El gobierno de Catalina II como
zarina autócrata navega, en el libro de Massie, entre un deseo de establecer un
gobierno ilustrado (máxime en una voraz lectora y corresponsal de intelectuales
como Voltaire y Diderot) y la realidad de un imperio que se aferra a sus
tradiciones y a un entramado social en el que la servidumbre (que Catalina
deplora en la intimidad pero que no duda en mantener públicamente) impide que
Rusia pueda ponerse al nivel de países como Francia o Gran Bretaña. Catalina se
declara republicana e ilustrada, pero pronto se adapta a la realidad que la
rodea: la rebelión de Pugachov (1773-1774), en plena guerra de Rusia contra el
Imperio Otomano en la zona del Mar Negro, convence a Catalina de que los deseos
de un gobierno ilustrado son estériles, por impracticables. Del mismo modo, la
convocatoria de una asamblea de delegados que debería redactar un código legal,
y en la que Catalina depositó sus esperanzas más “ilustradas”, poco a poco
quedó en la nada, para decepción de una reina que asumió que los poderes
fácticos del imperio no estaban por la labor. Pero, ¿era sincera Catalina o su
pasión por las Luces y la Razón
era sólo una moda e incluso una pose? Voltaire no viajó nunca a Rusia, por
mucho que le insistiera Catalina, pero sí lo hizo Diderot, que además vendió su
biblioteca particular a la zarina y la asesoró en materia de adquisiciones
artísticas; pero Catalina se acabaría cansando, aburriendo, de un filósofo que
seguía siendo tan intelectualmente sugerente por carta como siempre, pero menos
estimulante como persona.
Catalina II hacia 1794. Retrato de Vladmir Lukich Borovikovsky, Galería Tretiakov, Moscú. |
La Realpolitik
tiñe la política exterior de la zarina, que no duda en zamparse, partición tras
partición, la parte del león de una Polonia en la que ha instalado como rey a
Estanislao Poniatowski, uno de sus amantes. En su adolescencia Catalina conoció
a Federico II de Prusia, quien estuvo muy interesada en que se casara con el
heredero del trono ruso, previendo una posible alianza entre ambos países. Una vez
en el trono, y tras la frustrante paz de su marido Pedro III (que significó la
salvación de Prusia en la
Guerra de los Siete Años), las relaciones diplomáticas de
Rusia y Prusia fueron tensas, dirigidas por dos leones que se miraban desde
lejos, desconfiando el uno del otro, pero dispuestos a colaborar si el objetivo
lo merecía. Con el estallido de la Revolución Francesa,
Catalina se muestra prudente; el cambio se produjo con la ejecución de Luis
XVI, que obsesionó a la zarina y en sus últimos años asumió una decidida
oposición al pensamiento republicano francés y, en lo que a ella le repercutía,
a exacerbar la censura en su propio país.

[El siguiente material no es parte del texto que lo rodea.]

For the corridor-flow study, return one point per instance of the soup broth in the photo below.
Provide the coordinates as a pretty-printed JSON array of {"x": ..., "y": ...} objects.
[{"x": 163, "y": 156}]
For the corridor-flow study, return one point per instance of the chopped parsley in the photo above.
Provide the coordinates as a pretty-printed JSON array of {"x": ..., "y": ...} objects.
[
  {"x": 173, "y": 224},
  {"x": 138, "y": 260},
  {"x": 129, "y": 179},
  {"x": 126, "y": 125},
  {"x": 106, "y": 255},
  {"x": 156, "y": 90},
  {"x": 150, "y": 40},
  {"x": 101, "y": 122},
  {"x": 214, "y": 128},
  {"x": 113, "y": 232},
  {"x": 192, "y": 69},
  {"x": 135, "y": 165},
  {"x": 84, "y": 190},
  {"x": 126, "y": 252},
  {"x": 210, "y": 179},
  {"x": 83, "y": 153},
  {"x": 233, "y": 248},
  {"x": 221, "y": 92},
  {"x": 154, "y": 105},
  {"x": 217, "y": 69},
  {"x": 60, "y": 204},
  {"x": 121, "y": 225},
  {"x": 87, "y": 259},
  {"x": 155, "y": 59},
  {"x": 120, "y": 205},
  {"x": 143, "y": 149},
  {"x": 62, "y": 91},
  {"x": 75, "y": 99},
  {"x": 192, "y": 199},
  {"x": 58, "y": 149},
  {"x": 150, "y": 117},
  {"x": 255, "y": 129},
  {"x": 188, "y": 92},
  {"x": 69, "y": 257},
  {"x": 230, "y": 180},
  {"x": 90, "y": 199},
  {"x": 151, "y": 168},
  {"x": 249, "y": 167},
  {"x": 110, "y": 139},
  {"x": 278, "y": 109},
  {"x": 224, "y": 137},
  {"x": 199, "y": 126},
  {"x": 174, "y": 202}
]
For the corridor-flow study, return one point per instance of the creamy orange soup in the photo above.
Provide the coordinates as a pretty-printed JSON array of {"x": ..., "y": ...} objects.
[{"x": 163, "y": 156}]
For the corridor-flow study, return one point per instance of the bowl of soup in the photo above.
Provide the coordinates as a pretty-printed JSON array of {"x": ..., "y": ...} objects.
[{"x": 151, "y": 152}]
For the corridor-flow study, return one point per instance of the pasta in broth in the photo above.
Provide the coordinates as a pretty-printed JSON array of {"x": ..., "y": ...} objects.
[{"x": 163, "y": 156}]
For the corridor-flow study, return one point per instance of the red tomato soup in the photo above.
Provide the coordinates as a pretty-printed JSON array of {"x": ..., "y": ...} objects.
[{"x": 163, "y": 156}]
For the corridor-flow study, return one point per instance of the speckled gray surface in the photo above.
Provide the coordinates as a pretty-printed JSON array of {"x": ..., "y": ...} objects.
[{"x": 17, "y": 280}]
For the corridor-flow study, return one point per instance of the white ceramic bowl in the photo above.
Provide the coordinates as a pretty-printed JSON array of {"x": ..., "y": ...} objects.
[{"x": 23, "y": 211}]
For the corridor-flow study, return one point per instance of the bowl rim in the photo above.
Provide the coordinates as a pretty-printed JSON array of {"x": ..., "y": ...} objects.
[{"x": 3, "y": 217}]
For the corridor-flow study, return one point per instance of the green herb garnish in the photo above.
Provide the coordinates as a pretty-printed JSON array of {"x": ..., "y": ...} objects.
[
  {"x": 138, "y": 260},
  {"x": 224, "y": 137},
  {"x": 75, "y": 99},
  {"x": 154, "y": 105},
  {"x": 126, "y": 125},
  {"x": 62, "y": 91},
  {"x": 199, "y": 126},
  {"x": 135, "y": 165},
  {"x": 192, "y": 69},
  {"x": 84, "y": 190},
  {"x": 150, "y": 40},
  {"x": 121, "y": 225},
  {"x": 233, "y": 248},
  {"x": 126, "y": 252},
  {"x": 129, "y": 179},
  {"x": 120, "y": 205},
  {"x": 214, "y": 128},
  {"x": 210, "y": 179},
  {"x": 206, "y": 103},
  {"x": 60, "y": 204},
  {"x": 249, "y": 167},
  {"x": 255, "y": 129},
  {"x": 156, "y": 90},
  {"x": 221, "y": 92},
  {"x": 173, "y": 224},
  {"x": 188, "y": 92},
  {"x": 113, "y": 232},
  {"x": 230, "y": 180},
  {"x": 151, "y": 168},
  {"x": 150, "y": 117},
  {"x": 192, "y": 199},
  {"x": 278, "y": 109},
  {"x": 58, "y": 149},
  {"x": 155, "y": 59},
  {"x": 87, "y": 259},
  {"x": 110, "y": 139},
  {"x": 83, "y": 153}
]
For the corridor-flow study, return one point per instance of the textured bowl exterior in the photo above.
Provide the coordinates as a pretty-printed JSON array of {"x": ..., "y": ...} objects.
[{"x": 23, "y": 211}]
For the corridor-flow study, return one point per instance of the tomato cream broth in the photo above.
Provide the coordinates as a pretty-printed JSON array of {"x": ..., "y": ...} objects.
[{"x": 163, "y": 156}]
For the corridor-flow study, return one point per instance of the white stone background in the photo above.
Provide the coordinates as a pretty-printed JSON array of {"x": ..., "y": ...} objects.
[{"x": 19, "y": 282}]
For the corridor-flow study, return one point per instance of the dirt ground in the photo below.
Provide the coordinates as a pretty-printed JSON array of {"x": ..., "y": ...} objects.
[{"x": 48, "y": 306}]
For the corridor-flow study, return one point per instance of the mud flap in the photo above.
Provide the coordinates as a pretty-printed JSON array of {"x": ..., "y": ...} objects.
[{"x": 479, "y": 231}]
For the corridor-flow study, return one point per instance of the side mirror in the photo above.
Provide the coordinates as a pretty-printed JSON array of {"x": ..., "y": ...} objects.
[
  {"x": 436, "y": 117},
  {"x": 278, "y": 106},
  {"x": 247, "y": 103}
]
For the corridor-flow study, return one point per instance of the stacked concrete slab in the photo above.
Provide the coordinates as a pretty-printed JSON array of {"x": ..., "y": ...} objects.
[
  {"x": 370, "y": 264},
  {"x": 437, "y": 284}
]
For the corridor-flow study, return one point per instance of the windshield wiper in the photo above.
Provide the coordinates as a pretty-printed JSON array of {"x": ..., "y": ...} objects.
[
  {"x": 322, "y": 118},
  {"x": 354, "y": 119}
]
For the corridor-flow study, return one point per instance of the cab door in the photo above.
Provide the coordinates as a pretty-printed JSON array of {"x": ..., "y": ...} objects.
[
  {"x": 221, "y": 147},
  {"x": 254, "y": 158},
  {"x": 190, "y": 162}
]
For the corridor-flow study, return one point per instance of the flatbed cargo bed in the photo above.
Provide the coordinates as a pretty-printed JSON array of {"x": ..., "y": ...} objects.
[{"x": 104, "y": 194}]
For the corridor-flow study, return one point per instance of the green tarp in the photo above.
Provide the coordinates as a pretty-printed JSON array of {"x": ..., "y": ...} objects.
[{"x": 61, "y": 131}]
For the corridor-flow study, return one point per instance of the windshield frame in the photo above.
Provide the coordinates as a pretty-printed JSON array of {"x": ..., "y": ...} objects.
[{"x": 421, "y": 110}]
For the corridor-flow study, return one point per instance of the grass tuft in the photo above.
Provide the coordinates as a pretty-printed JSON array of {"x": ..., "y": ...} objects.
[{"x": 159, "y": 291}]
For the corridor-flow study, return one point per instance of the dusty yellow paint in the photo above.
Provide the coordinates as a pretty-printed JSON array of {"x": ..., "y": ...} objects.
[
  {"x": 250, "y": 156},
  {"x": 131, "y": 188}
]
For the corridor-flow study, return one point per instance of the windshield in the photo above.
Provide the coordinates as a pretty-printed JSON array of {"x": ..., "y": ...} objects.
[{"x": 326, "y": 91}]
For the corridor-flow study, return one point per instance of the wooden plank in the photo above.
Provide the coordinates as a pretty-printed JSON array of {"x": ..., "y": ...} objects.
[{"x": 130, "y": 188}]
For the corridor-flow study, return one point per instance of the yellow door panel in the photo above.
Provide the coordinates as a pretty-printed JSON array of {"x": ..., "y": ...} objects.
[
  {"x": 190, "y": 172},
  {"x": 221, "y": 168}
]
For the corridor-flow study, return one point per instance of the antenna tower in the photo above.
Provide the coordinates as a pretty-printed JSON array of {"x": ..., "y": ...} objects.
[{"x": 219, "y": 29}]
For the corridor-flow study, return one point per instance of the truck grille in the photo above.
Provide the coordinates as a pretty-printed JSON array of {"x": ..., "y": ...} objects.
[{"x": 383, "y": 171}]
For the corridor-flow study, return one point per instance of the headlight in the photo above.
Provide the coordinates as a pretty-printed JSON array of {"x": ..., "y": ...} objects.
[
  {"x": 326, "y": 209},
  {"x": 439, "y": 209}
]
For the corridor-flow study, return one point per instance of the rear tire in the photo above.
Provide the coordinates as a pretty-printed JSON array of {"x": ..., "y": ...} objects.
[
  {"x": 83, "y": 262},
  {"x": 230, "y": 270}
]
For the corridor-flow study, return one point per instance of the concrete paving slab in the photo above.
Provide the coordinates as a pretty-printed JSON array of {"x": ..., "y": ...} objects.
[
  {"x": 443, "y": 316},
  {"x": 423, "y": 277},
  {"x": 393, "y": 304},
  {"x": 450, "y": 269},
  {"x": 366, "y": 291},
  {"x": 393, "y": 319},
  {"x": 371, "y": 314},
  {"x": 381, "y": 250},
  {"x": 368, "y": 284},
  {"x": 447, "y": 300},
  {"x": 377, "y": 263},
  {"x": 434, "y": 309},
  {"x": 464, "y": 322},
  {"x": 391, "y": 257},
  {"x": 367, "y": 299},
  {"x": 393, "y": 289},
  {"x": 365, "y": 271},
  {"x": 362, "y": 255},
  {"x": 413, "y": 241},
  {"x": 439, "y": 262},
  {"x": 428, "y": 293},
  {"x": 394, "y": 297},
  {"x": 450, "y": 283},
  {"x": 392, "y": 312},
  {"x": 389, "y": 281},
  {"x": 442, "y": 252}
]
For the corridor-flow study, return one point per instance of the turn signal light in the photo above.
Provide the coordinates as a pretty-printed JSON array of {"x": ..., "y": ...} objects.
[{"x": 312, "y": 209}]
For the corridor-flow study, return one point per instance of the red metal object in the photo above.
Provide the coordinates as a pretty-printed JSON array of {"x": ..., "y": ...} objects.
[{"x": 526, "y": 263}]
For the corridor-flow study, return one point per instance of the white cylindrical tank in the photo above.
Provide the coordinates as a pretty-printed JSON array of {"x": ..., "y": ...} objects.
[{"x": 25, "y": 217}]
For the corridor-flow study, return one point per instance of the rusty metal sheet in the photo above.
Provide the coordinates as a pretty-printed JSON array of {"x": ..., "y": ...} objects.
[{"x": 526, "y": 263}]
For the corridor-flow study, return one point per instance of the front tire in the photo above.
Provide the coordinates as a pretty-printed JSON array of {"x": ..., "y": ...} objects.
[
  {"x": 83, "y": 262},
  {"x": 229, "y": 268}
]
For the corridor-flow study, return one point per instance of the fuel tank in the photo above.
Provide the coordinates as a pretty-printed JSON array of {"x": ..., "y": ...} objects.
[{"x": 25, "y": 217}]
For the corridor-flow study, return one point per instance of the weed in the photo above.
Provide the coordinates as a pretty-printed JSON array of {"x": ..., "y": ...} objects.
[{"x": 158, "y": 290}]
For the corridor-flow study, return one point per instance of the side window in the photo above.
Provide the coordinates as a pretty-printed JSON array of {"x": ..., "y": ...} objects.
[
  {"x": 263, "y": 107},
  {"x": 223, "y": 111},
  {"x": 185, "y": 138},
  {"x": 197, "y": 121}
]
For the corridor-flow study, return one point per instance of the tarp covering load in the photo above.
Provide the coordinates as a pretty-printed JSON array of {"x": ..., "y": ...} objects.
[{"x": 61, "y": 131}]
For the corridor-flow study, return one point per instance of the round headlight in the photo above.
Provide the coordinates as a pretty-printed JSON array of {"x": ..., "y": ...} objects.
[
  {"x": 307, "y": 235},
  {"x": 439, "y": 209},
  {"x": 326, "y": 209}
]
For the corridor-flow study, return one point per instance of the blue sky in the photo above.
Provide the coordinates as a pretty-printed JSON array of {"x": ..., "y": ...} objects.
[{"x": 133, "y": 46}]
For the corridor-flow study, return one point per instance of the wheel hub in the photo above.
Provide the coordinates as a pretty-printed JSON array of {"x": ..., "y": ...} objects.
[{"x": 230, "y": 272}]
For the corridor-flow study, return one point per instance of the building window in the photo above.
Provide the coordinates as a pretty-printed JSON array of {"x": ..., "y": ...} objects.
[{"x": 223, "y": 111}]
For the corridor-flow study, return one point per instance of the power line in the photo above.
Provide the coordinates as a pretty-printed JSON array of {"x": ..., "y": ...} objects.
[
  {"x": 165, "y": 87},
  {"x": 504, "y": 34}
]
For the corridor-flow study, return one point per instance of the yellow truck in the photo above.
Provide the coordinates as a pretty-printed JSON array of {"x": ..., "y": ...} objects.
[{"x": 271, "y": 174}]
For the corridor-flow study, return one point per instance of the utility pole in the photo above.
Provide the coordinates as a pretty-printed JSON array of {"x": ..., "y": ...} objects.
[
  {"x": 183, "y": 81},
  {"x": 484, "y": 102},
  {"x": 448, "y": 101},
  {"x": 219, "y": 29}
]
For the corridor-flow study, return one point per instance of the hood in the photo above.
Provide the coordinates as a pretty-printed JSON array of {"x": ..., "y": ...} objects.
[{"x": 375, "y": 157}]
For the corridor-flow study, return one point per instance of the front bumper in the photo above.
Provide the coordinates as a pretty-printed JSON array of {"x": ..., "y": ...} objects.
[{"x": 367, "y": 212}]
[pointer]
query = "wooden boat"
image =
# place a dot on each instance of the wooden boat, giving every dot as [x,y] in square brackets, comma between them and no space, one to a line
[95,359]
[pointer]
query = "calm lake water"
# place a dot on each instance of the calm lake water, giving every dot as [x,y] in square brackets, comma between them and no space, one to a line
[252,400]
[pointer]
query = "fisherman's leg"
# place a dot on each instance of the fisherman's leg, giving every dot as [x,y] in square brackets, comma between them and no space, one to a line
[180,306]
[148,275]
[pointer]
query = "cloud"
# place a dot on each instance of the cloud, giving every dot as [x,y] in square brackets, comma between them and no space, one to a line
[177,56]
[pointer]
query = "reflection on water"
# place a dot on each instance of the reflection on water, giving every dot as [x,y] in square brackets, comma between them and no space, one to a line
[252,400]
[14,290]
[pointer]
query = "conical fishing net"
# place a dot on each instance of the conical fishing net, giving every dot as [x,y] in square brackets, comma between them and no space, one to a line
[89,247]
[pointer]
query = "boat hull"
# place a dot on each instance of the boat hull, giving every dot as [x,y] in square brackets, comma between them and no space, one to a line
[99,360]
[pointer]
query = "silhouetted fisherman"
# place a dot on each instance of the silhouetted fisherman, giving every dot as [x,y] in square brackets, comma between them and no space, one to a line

Quizá a estas alturas de la
reseña el lector considere que ya se ha hecho una idea del libro. Tenga claro
que se va a encontrar con una amenísima biografía, con un retrato pormenorizado
(pero no agotador) de la vida de la princesa en la corte, de su tarea de
gobierno como zarina y de sí misma como mujer que, durante todo su reinado,
siempre buscó un hombre con el que compartir el día a día. El lector tiene en
la retina un nombre, Grigori Potemkin (1739-1791), sobre el que se han creado
clichés y mitos (los “pueblos de Potemkin”, la guerra en Crimen y el Mar Negro)
y que quizá fue el hombre más importante en la vida personal de Catalina. Pero
no fue el único. Massie analiza a fondo la figura del favorito en la corte de
Catalina II, cuántos tuvo la zarina, qué desarrollaron, qué esperaba de cada
uno de ellos. Al mismo tiempo, observará como Catalina vio pasar su vida en diversas
etapas, ya sea a través de sus memorias o de la correspondencia con favoritos,
amantes y otros soberanos de la época.
El resultado es un vívido texto,
asequible para todo tipo de lectores, que se lee con interés y que bucea en la
personalidad de la emperatriz. Quizá para lectores de otras biografías (la de
Henri Troyat, por ejemplo), este libro no les aporte mucho más. Pero desde
luego se erige en un libro que vale la pena leer y, a la postre, disfrutar.